Though Plaintiffs set forth a number of different grounds for relief, the

gravamen of their claims is that the NYPD’s dispersal order, and the arrests that

followed, were part of an unlawful scheme to muzzle the protestors and deprive

them of their right to remain in the Park. Upon review, we conclude that the

district court properly granted judgment on the pleadings in favor of Defendants

because Plaintiffs have failed to plead any cognizable constitutional violations.

I. False Arrest and Malicious Prosecution

“Probable cause is a complete defense to a constitutional claim of false

arrest” and “continuing probable cause is a complete defense to a constitutional

claim of malicious prosecution.” Betts v. Shearman, 751 F.3d 78, 82 (2d Cir. 2014).

“Probable cause exists when ‘the facts and circumstances within . . . the [police]

5 officers’ knowledge and of which they had reasonably trustworthy information

are sufficient in themselves to warrant a [person] of reasonable caution in the belief

that an offense has been or is being committed by the person to be arrested.’” Kass

v.
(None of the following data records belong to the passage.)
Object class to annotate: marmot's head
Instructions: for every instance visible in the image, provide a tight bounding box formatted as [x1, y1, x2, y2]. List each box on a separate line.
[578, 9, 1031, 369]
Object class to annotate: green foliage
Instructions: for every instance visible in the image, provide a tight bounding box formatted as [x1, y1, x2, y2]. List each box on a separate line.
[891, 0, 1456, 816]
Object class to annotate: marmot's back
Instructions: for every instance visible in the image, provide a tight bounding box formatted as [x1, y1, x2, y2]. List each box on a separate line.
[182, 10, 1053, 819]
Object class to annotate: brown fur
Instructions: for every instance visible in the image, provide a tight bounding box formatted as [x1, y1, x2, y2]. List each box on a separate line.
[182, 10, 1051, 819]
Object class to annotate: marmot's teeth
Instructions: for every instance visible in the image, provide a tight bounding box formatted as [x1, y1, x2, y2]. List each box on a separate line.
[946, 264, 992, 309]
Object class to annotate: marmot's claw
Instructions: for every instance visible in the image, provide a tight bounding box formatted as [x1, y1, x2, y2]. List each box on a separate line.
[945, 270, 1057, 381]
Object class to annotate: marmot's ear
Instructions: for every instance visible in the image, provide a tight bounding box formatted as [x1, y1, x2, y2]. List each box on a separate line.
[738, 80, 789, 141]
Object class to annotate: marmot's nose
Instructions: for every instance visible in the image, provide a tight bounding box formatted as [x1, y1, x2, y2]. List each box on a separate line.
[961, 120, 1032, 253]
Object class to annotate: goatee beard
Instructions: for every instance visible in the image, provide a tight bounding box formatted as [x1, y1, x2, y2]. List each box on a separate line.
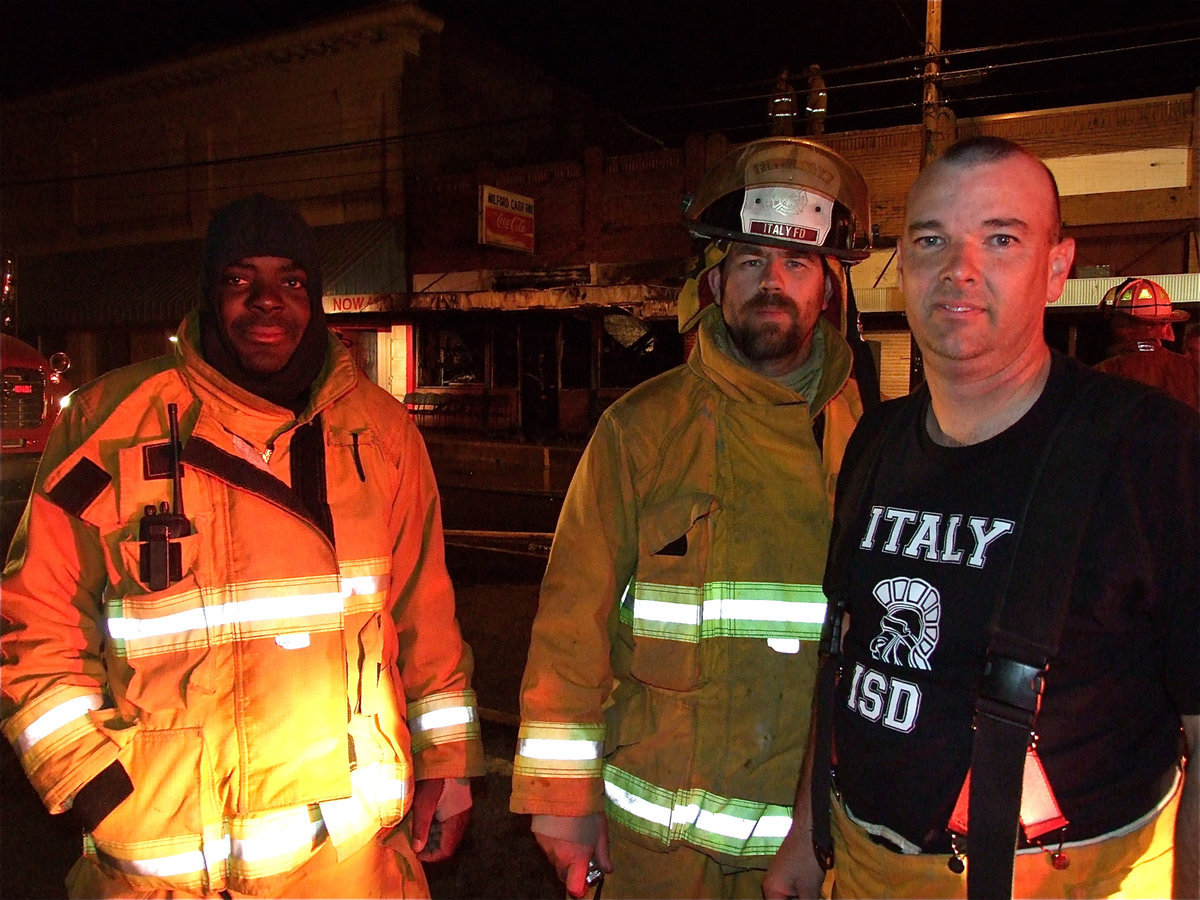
[725, 293, 802, 362]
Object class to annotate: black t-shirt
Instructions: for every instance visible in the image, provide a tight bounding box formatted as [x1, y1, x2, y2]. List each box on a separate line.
[826, 354, 1200, 852]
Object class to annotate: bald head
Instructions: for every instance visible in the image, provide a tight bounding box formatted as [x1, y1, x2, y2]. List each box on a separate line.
[910, 134, 1062, 244]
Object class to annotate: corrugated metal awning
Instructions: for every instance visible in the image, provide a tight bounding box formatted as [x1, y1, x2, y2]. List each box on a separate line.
[17, 220, 406, 334]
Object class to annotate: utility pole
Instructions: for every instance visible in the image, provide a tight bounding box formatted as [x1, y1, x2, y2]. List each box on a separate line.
[920, 0, 958, 168]
[908, 0, 958, 391]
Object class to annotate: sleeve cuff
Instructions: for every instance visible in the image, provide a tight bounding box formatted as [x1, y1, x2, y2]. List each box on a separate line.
[71, 760, 133, 832]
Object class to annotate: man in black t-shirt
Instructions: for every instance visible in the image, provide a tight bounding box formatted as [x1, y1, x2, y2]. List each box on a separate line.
[763, 138, 1200, 898]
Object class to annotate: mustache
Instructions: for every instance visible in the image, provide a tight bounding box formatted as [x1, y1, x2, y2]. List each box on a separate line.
[744, 296, 793, 310]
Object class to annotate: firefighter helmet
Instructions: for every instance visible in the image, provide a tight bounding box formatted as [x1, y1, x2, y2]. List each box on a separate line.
[1100, 278, 1188, 322]
[684, 137, 871, 263]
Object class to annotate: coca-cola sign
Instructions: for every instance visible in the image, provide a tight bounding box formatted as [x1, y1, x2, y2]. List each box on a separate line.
[479, 185, 533, 253]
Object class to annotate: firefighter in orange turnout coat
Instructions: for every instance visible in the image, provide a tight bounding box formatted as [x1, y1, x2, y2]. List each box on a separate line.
[2, 194, 482, 896]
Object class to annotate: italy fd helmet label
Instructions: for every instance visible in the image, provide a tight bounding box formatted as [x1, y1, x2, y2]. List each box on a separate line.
[742, 185, 834, 245]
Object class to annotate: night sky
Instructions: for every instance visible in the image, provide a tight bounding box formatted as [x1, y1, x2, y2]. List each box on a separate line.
[0, 0, 1200, 144]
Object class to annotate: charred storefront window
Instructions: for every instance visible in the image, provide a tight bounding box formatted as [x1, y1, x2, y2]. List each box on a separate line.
[600, 313, 683, 388]
[418, 316, 488, 388]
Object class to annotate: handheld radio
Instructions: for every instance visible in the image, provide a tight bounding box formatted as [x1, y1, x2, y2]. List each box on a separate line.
[138, 403, 192, 590]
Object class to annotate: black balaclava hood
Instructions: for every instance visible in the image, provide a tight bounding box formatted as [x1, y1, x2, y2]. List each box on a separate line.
[200, 193, 328, 413]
City of New York, 864 F.3d 200, 206 (2d Cir. 2017) (quoting Marcavage v. City of

New York, 689 F.3d 98, 109 (2d Cir. 2012)). To determine whether probable cause

exists, we must “examine the events leading up to the arrest, and then decide

whether these historical facts, viewed from the standpoint of an objectively

reasonable police officer, amount to probable cause.” Marcavage, 689 F.3d at 109

(quoting Maryland v. Pringle, 540 U.S. 366, 371 (2003)).

The record makes plain that the NYPD officers had probable cause to arrest

Plaintiffs for, among other offenses, disorderly conduct under N.Y. Penal Law

§ 240.20(6) and trespass under N.Y. Penal Law § 140.05, after Plaintiffs refused to

leave the Park following the dispersal order.